Please indicate
We will use a logistic regression model to predict sex. Our metric to rate how well our model performs will be:
\[ \frac{1}{n}\sum_{i=1}^{n}I(y_i = \widehat{y}_i) \]
where \(I(A)\) is the indicator function that is equal to 1 if condition \(A\) holds, 0 otherwise. So
So what the above formula is reporting is the proportion of users’ sex we correctly predicted.
Define:
training of 2997 users (5% of users). We will train the logistic regression model to predict gender using this data. Since we want to train the model to tell who is female and who is not, we use the outcome variable is_female.test of the remaining 56,946 users (95% of users). We will test how good our trained model is using this data. So at first, we will pretend we don’t know the outcome variable is_female.

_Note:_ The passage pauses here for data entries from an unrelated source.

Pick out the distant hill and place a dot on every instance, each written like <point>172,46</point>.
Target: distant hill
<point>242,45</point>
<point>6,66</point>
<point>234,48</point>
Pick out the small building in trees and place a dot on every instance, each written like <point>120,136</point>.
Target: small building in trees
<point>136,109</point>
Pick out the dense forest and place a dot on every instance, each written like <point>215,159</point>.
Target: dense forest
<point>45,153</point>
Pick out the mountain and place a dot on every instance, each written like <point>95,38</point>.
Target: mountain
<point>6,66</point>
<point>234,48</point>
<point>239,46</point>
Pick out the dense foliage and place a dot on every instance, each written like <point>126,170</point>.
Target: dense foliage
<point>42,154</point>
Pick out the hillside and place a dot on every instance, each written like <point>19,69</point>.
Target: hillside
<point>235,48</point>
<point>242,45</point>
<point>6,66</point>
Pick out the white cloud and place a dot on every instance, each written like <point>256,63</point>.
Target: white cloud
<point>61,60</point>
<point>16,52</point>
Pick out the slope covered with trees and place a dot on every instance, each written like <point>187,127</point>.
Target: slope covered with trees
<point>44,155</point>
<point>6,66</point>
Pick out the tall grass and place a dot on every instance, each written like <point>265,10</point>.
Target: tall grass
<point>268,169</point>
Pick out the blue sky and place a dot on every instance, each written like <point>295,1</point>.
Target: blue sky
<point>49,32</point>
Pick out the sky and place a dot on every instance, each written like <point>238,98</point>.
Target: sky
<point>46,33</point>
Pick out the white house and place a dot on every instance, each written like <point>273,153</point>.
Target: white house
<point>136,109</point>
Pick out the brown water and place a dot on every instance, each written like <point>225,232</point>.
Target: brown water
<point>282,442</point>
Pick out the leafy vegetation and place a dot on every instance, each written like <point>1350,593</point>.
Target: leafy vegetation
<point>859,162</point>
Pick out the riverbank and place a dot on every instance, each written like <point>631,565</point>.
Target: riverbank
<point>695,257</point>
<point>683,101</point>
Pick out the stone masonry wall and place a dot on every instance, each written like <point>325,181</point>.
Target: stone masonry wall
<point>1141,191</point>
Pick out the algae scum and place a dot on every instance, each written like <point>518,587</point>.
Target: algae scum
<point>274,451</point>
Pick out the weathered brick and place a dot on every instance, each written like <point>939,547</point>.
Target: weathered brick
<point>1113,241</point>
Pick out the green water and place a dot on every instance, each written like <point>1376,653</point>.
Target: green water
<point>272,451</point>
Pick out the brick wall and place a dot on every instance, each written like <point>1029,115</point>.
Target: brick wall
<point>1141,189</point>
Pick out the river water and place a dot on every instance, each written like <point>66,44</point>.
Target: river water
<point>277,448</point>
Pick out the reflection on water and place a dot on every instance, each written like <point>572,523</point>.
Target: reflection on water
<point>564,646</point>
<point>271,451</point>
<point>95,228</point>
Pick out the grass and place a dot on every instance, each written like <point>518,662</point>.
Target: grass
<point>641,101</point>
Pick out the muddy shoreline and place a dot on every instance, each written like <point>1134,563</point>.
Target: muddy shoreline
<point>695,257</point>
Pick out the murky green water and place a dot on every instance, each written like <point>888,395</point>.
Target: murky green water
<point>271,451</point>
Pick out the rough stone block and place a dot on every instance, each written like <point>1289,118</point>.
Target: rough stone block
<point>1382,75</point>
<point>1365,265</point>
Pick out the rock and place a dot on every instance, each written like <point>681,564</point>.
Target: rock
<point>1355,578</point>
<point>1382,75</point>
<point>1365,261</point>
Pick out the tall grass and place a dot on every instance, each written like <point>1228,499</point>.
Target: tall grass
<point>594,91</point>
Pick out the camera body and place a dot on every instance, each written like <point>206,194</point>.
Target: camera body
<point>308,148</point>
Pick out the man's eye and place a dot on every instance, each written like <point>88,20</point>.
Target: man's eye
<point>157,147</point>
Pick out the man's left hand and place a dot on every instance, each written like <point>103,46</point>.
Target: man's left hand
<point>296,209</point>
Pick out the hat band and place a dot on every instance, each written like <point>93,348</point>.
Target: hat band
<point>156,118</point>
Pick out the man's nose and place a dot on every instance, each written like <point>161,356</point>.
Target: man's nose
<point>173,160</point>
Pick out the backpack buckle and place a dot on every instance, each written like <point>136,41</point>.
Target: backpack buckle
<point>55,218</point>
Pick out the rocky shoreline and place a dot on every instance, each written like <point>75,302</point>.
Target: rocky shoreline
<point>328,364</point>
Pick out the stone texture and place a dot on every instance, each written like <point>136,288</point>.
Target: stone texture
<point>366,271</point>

We use the above model to make a prediction of sex for all 56,946 test users, then we use the is_female outcome to rate how well we performed.cleanprofiles <- profiles %>%
select(id, sex, income, job, pets, is_female) %>%
mutate(petowners = fct_recode(pets,
# New name = old name
"dogs" = "has dogs",
"dogs" = "has dogs and dislikes cats",
"dogs" = "has dogs and likes cats",
"both" = "has dogs and has cats",
"cats" = "has cats",
"cats" = "dislikes dogs and has cats",
"cats" = "likes dogs and has cats",
"neither" = "dislikes cats",
"neither" = "dislikes dogs",
"neither" = "dislikes dogs and dislikes cats",
"neither" = "dislikes dogs and likes cats",
"neither" = "likes cats",
"neither" = "likes dogs",
"neither" = "likes dogs and dislikes cats",
"neither" = "likes dogs and likes cats"
))
cleaner <- cleanprofiles %>%
mutate(job = fct_recode(job,
"other" = "military",
"other" = "unemployed",
"other" = "transportation",
"other" = "retired",
"other" = "rather not say",
"other" = "political / government",
"other" = "clerical / administrative",
"other" = "hospitality / travel",
"other" = "law / legal services",
"other" = "construction / craftsmanship"
))
newclean <- cleaner %>%
select(id, income, job, is_female, petowners) %>%
mutate(petowners = ifelse(is.na(petowners), "N/A", as.character(petowners))) %>%
mutate(job = ifelse(is.na(job), "N/A", as.character(job)))
set.seed(21)
training <- sample_n(newclean, 2997)
test <- newclean %>%
filter(!(id %in% training$id))
#graph to show proportion by sex
gender <- training %>%
group_by(is_female) %>%
tally()%>%
rename(gender = n) %>%
mutate(prop = gender/sum(gender))
ggplot(gender, aes(x = as.factor(is_female), y = prop)) +
geom_bar(stat = "identity", position = "dodge", fill = "violetred4", color = "darkslateblue", width = .65) +
theme_minimal() +
labs(title = "Proportion by Sex of Sample", x = "Female", y = "Proportion")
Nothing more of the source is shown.